Metadata-Version: 2.4
Name: pyvider-telemetry
Version: 0.0.14
Summary: Pyvider Telemetry: An opinionated, developer-friendly telemetry wrapper for Python.
Author-email: Tim Perkins <code@tim.life>
Maintainer-email: "provide.io" <code@provide.io>
License: Apache-2.0
Project-URL: Homepage, https://pyvider.com/
Project-URL: Repository, https://github.com/provide-io/pyvider-telemetry
Keywords: telemetry,logging,tracing,python,pyvider
Classifier: Development Status :: 3 - Alpha
Classifier: Intended Audience :: Developers
Classifier: License :: OSI Approved :: Apache Software License
Classifier: Operating System :: OS Independent
Classifier: Programming Language :: Python :: 3
Classifier: Programming Language :: Python :: 3.13
Classifier: Topic :: System :: Logging
Classifier: Topic :: System :: Monitoring
Classifier: Topic :: Software Development :: Libraries :: Python Modules
Classifier: Typing :: Typed
Requires-Python: >=3.12
Description-Content-Type: text/markdown
License-File: LICENSE
Requires-Dist: attrs>=23.1.0
Requires-Dist: structlog>=25.3.0
Provides-Extra: opentelemetry
Requires-Dist: opentelemetry-api>=1.22.0; extra == "opentelemetry"
Requires-Dist: opentelemetry-sdk>=1.22.0; extra == "opentelemetry"
Requires-Dist: opentelemetry-exporter-otlp-proto-grpc>=1.22.0; extra == "opentelemetry"
Requires-Dist: opentelemetry-exporter-otlp-proto-http>=1.22.0; extra == "opentelemetry"
Dynamic: license-file

<div align="center">

# 🐍📡 `pyvider.telemetry`

**Beautiful, performant, structured logging for Python.**

Modern structured logging built on `structlog` with emoji-enhanced visual parsing and semantic Domain-Action-Status patterns.

[![Awesome: uv](https://img.shields.io/endpoint?url=https://raw.githubusercontent.com/astral-sh/uv/main/assets/badge/v0.json)](https://github.com/astral-sh/uv)
[![PyPI Version](https://img.shields.io/pypi/v/pyvider-telemetry?style=flat-square)](https://pypi.org/project/pyvider-telemetry/)
[![Python Versions](https://img.shields.io/pypi/pyversions/pyvider-telemetry?style=flat-square)](https://pypi.org/project/pyvider-telemetry/)
[![Downloads](https://static.pepy.tech/badge/pyvider-telemetry/month)](https://pepy.tech/project/pyvider-telemetry)

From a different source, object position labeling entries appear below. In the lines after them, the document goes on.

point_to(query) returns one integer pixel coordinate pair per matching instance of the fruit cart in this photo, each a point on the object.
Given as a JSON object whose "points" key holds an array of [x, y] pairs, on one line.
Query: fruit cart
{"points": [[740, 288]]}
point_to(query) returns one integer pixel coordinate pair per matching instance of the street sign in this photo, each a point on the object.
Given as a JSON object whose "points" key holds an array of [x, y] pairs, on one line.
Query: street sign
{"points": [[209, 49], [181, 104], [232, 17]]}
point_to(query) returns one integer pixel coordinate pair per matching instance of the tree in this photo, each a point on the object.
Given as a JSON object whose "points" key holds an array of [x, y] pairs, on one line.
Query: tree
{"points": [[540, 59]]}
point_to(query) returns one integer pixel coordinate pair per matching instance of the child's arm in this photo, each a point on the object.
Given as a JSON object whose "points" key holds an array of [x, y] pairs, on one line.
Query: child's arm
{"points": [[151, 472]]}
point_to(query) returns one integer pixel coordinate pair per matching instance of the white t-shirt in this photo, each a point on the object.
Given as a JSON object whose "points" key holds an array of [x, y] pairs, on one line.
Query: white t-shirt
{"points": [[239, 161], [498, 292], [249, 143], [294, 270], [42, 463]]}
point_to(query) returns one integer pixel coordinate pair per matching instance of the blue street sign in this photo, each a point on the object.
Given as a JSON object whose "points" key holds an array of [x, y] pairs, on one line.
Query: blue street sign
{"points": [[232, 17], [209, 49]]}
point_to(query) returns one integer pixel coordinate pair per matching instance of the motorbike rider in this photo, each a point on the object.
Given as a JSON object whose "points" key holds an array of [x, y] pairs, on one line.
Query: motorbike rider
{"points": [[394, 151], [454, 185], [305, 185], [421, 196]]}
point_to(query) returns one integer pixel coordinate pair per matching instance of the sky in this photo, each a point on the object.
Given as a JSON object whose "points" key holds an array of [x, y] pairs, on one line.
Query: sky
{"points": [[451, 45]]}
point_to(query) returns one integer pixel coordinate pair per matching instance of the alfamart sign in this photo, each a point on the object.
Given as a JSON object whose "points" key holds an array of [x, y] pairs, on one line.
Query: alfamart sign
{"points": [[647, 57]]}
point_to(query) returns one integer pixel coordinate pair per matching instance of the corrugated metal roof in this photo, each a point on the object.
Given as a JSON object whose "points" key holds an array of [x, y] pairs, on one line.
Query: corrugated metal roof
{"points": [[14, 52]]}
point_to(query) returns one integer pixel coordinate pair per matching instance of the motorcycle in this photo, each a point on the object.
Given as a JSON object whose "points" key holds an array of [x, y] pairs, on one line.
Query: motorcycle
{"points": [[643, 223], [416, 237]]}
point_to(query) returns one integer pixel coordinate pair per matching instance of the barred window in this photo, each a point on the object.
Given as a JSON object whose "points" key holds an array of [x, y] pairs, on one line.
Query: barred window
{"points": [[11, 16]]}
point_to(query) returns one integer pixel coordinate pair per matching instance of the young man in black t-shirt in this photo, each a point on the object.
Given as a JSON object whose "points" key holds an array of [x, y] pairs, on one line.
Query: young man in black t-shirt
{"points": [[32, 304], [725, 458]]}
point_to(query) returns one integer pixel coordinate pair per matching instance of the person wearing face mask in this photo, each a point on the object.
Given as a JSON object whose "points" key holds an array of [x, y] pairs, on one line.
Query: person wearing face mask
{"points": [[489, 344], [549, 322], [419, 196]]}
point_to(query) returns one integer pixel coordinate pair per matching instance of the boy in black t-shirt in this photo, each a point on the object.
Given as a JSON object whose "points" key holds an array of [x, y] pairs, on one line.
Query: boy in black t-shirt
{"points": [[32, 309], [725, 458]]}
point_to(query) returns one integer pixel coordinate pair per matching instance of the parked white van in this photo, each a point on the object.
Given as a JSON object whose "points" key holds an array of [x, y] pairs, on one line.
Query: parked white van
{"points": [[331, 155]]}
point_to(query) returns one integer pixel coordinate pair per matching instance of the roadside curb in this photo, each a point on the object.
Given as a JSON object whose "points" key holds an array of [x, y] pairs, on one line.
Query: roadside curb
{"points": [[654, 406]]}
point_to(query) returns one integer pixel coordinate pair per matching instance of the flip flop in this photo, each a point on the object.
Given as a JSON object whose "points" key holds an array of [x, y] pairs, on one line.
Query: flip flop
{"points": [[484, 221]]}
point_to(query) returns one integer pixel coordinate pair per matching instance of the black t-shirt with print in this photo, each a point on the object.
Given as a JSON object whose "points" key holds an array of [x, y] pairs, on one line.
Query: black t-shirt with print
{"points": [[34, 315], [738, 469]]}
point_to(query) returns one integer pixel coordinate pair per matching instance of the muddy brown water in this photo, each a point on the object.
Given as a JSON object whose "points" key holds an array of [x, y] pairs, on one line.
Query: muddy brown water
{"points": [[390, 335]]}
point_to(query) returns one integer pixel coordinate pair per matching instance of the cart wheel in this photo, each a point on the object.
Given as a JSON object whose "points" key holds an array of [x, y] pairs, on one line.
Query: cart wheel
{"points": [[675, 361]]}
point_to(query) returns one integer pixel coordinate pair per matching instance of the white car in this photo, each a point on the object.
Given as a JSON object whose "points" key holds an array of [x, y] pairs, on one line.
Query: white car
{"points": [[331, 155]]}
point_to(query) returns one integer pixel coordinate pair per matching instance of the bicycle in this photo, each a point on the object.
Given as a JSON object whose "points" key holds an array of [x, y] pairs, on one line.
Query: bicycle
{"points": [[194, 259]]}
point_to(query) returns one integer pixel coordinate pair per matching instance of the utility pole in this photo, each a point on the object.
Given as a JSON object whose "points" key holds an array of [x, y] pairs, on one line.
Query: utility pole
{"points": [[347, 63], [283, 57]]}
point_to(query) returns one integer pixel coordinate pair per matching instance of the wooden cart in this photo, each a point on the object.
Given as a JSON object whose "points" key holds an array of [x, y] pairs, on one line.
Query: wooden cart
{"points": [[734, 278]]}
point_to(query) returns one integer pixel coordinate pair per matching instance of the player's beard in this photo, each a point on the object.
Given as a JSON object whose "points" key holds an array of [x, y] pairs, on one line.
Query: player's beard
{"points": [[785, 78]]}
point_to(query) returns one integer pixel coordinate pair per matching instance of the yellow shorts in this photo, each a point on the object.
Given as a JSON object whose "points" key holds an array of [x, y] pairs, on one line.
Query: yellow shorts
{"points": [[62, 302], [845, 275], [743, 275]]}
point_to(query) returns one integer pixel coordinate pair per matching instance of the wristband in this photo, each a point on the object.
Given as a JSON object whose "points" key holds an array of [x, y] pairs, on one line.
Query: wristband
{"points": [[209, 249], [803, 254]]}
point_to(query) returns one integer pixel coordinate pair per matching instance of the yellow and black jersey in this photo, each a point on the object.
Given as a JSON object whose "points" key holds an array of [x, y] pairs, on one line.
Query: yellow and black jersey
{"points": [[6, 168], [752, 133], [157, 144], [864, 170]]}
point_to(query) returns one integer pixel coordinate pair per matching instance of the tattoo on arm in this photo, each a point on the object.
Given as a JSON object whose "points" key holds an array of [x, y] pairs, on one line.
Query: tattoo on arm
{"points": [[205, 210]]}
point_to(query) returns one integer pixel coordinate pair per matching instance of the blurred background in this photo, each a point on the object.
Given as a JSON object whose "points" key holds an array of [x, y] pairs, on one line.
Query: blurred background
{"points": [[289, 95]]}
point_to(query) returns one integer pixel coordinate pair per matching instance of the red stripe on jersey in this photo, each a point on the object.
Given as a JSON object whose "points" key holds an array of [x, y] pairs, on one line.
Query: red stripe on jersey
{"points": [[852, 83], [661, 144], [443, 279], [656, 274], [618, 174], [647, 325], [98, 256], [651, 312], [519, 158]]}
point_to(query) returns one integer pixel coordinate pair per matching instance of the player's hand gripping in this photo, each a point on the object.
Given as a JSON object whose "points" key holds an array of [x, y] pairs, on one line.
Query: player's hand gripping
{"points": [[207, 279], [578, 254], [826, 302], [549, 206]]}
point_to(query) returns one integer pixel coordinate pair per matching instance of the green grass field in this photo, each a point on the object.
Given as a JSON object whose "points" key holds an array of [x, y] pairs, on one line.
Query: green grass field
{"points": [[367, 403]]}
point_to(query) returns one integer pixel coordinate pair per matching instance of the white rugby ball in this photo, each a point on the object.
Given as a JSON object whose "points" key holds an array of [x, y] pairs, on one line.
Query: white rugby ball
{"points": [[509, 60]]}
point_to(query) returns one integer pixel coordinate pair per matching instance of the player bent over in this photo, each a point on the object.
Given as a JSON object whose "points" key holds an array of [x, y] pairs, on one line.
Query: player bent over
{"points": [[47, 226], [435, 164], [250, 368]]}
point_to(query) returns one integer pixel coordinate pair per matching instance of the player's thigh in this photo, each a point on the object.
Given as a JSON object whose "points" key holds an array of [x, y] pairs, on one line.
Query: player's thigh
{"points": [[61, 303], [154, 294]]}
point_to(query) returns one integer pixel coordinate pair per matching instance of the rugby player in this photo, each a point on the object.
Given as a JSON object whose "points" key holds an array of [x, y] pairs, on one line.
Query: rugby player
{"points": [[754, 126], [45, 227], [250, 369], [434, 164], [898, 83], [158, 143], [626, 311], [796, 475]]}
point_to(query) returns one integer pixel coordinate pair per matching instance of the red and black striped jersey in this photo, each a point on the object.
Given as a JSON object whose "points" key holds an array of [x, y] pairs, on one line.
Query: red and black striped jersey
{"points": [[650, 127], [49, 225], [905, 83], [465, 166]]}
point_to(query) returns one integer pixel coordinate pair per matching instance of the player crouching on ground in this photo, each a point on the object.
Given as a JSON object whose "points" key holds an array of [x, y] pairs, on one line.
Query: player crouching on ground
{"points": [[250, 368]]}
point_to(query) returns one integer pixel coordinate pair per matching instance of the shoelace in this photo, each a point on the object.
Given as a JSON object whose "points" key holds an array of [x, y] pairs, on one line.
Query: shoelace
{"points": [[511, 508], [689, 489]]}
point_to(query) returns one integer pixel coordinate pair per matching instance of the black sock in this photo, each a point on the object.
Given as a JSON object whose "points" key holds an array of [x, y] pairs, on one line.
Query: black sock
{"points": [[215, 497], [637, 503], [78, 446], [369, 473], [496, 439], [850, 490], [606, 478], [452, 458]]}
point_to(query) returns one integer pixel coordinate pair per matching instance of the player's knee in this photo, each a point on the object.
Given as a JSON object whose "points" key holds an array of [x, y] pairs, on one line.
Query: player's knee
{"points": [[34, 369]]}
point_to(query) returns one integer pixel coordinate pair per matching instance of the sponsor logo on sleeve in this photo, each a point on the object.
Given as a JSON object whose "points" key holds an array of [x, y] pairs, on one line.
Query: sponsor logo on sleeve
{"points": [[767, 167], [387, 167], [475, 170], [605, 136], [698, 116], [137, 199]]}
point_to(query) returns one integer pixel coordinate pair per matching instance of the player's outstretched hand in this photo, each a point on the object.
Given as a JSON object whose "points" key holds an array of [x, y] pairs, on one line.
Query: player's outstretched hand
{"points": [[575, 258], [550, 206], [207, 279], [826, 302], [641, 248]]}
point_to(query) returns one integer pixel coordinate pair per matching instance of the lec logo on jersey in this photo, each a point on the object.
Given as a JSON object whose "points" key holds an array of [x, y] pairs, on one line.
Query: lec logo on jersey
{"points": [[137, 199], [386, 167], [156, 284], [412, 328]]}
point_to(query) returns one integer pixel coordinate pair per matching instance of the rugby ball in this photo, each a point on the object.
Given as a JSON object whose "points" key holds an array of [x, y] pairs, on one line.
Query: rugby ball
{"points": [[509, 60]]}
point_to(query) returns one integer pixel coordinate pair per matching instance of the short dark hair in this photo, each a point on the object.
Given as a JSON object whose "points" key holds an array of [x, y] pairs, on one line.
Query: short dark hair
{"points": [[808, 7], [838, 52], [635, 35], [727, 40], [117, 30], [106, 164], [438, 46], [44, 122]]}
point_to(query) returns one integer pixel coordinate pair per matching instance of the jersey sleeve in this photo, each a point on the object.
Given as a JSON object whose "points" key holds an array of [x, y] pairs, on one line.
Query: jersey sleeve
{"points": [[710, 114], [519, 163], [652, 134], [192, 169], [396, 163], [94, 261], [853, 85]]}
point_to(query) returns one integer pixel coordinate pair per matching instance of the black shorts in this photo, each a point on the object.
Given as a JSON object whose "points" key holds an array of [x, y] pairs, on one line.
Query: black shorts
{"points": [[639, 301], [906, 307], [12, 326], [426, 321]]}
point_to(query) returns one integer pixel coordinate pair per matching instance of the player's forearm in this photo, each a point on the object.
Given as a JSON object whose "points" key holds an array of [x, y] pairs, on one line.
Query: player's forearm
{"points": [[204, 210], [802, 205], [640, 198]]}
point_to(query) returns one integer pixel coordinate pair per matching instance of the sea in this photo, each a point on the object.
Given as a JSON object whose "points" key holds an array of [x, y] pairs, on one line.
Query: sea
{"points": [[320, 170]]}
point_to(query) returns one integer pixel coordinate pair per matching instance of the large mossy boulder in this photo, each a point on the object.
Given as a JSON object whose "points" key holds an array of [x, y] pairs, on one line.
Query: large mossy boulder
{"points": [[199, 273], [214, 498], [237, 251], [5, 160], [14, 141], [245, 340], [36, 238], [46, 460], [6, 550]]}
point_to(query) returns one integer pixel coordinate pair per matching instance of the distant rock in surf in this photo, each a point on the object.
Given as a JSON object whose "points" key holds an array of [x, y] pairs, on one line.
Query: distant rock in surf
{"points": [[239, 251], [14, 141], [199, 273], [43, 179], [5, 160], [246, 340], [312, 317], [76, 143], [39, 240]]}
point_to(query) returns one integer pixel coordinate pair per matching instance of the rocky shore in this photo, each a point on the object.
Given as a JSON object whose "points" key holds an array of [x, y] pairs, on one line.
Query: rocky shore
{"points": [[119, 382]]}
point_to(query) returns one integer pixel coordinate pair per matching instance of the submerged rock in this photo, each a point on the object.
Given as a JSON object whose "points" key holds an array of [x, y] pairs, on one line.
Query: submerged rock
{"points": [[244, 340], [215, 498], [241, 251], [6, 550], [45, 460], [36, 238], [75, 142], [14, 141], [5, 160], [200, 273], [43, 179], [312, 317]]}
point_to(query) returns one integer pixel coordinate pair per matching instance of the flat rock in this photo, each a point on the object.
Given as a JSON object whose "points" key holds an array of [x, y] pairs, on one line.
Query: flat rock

[![CI](https://github.com/provide-io/pyvider-telemetry/actions/workflows/ci.yml/badge.svg)](https://github.com/provide-io/pyvider-telemetry/actions/workflows/ci.yml)
[![Coverage](https://codecov.io/gh/provide-io/pyvider-telemetry/branch/main/graph/badge.svg)](https://codecov.io/gh/provide-io/pyvider-telemetry)
[![Type Checked](https://img.shields.io/badge/type--checked-mypy-blue?style=flat-square)](https://mypy.readthedocs.io/)
[![Code style: ruff](https://img.shields.io/endpoint?url=https://raw.githubusercontent.com/astral-sh/ruff/main/assets/badge/v2.json&style=flat-square)](https://github.com/astral-sh/ruff)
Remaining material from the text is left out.